В те долгие недели в горах на сторожевой заставе Кислюк приоткрыл немного свою личную жизнь.
В Афган отправился добровольно. Жена, конечно, была резко против. Но он настоял на своем. Там у него погиб близкий друг, однокурсник по военному училищу. Когда Кислюк, живой и невредимый, вернулся и через полгода снова собрался туда, она поставила ему условие: или остаешься с нами – у него родился сын, – или расходимся.
– Ты болен! – устроила она истерику. – Как можно второй раз добровольно лезть в пекло! У тебя же маленький сын.

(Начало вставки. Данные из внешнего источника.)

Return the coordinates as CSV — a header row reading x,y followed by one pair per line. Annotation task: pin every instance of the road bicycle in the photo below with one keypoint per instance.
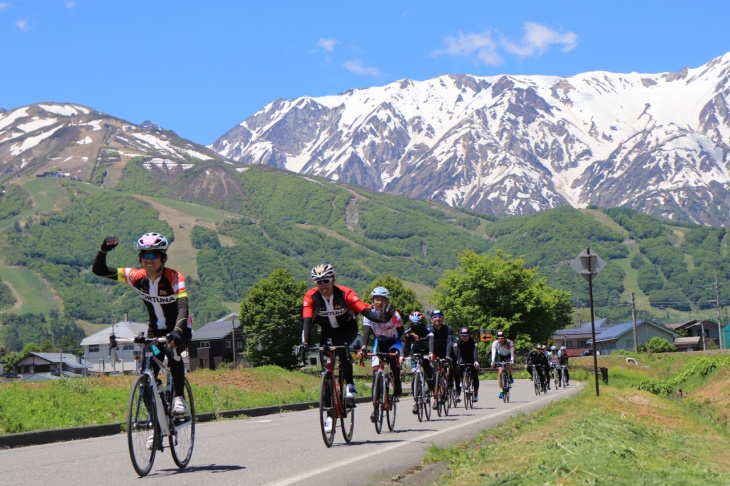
x,y
537,381
421,392
149,410
556,376
333,404
504,379
467,387
563,375
441,389
384,401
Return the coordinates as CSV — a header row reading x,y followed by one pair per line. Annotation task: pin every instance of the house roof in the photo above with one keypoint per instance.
x,y
217,329
124,329
618,330
69,360
687,325
600,325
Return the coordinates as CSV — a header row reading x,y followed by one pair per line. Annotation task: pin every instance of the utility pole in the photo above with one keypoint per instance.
x,y
233,334
633,316
719,316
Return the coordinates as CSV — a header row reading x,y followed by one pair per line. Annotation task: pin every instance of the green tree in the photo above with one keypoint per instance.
x,y
497,292
403,299
659,345
271,318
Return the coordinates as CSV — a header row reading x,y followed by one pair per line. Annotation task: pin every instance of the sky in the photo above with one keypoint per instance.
x,y
200,68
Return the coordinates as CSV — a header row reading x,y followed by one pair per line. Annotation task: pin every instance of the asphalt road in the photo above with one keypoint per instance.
x,y
280,449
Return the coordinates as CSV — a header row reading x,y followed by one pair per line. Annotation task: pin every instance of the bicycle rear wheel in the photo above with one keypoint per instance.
x,y
141,425
347,420
183,439
378,400
393,405
327,409
418,397
467,389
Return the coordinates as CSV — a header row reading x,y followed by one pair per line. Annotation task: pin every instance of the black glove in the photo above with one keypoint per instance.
x,y
174,336
109,243
301,352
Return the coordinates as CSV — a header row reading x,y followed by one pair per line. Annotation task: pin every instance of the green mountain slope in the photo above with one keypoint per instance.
x,y
231,227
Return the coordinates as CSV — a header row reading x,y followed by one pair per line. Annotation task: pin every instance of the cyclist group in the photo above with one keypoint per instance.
x,y
334,308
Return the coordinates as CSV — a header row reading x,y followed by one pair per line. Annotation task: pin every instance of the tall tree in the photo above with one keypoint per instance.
x,y
497,293
271,319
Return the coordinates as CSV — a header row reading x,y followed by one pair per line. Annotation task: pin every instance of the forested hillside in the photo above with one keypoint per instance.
x,y
276,219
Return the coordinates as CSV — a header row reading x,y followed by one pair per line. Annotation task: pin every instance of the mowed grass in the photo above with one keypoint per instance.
x,y
624,436
36,295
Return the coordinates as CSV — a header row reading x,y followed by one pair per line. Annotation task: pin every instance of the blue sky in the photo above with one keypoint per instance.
x,y
199,68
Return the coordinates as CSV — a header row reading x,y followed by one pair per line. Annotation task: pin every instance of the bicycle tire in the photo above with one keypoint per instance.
x,y
392,404
347,420
445,395
327,408
428,396
418,395
141,422
467,389
182,440
378,400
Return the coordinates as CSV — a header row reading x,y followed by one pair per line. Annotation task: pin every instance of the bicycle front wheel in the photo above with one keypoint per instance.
x,y
327,414
392,405
143,432
378,400
183,438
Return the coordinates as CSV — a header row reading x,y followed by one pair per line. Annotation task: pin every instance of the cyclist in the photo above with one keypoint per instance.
x,y
536,359
467,354
563,361
164,294
334,308
553,362
443,348
387,338
504,349
418,334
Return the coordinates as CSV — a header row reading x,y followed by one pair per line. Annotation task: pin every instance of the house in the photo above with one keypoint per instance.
x,y
213,343
98,355
621,336
50,366
694,331
576,339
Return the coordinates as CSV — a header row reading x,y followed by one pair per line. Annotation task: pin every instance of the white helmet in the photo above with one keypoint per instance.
x,y
152,241
322,271
380,292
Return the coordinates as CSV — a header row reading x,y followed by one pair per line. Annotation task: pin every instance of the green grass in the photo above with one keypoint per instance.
x,y
625,436
36,294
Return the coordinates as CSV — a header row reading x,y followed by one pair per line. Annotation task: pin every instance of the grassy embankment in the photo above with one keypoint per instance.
x,y
626,435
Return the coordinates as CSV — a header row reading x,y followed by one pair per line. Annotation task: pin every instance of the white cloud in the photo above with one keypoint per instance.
x,y
485,47
356,66
327,44
481,46
538,39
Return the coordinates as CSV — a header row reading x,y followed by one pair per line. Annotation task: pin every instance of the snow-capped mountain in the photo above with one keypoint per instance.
x,y
515,144
82,143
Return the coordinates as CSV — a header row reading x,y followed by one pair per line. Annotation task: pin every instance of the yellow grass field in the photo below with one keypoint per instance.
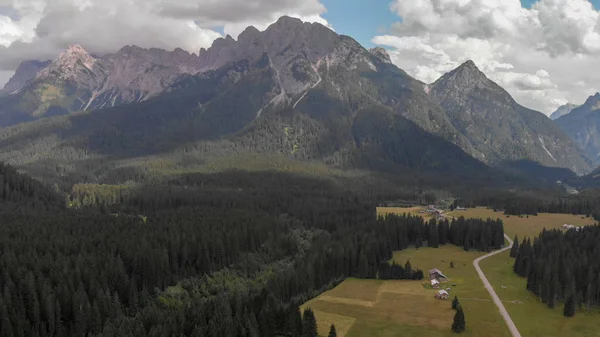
x,y
407,308
524,226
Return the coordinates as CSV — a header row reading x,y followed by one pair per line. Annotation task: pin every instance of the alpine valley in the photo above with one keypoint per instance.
x,y
295,95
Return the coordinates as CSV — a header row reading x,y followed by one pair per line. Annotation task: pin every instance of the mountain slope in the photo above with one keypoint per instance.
x,y
77,81
325,100
497,127
583,125
296,90
563,110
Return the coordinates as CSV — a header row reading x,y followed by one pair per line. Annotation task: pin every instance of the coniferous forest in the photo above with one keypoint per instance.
x,y
563,267
197,258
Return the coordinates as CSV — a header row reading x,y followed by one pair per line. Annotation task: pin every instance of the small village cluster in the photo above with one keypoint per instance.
x,y
436,278
438,213
566,227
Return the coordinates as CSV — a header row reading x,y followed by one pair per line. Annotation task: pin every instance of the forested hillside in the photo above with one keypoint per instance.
x,y
563,267
198,258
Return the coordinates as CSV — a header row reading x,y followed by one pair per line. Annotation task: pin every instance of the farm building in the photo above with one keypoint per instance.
x,y
442,295
437,274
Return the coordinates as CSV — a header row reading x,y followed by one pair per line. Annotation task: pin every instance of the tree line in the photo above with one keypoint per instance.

Ты исполнил свой воинский долг, твой опыт и здесь пригодится.
– Мой опыт нужен там, чтобы больше парней вернулось к своим матерям живыми и здоровыми.
Бессонными ночами старший лейтенант делился с ними мыслями:
– Наверно, жена права, это болезнь. Нервы ни к черту. Спокойствие и тишина раздражают. Живешь только тогда, когда рядом – реальная опасность. Здесь каждую минуту ощущаешь свою необходимость кому-то. Знаешь точно: лучше тебя эту работу никто не сделает. Только мужчины способны понять это. Я здесь, чтобы научить вас выживать. Для вас главная задача – выжить! Все равно победить их невозможно, теперь я точно это знаю. А сын вырастет, обязательно поймет меня.
Кислюк и ранен был, прикрывая собой молодого бойца от автоматной очереди душмана. Отлежался в госпитале в Союзе, получил долгосрочный отпуск, но не догулял, написал рапорт с просьбой отправить снова в Афганистан. С трудом, но добился своего. На этот раз его направили служить на сторожевую заставу – относительно «спокойную» службу.
Ночь проходила в разговорах – воспоминаниях, мечтах. Чувства тревоги, опасности со временем притупились, несмотря на взбадривающие беседы Кислюка. Тяжелее было днем.
Солнце над горами раскалялось добела, палило нещадно. Оно могло увести в пустоту зенитные ракеты. Горячие камни будто излучали сухой невыносимый зной. Даже змеи уползали в скальные трещины, и орлы опускались в глубокие ущелья. В лицо парила жаром накаленная земля. Воздух разреженный, глотаешь его, как рыба, выброшенная из воды на сухой песок. Гимнастерка белая и жесткая от соли.
Ломались с треском цепкие стебли высохшей колючки. Сорвавшиеся в пропасть камни долго гулко грохотали в отдалении.
Но это замечалось чаще холодными темно-сиреневыми ночами.
Игорь долго всматривался в бледные серые лоскуты долин, горные распадки с бедной растительностью: фригана – редкий полукустарник; рощица арчи – синие невкусные ягоды арчовника с удовольствием клевали птицы; редкие заросли горного ясеня и колючих кустарников. Как все это не было похоже на родную природу с ее густыми сочными красками, пропитанными влагой.
Иногда в редких зарослях арчи Игорю виделись очертания далекой Старой рощи. Сердце сжималось от грусти. Ему чудился шум осеннего дождя. Утомленный, в полузабытьи, он видел, как дождь пронизывал все пространство вокруг, прибивал к земле надоевшую, не оседавшую неделями белую сухую пыль. От удара крупных капель вздрагивали листья. Качалась волнами на ветру мокрая трава.
Игорь пытался поймать ртом прохладные дождевые капли, но они испарялись, не успев коснуться его лица. Он трогал руками голову, одежду, камни – они были сухими и пыльными.
Но ему снова и снова в зыбком полусне, который мог прерваться в любое мгновенье отрывистыми командами «Подъем! Тревога!», мерещился грибной осенний дождь.
Игорь приходил в себя, видел знакомые, коричневые от палящего безжалостно солнца лица ребят, и казалось, здесь, на затерянном среди гор пятачке, они находятся вечность и никогда не уйдут отсюда.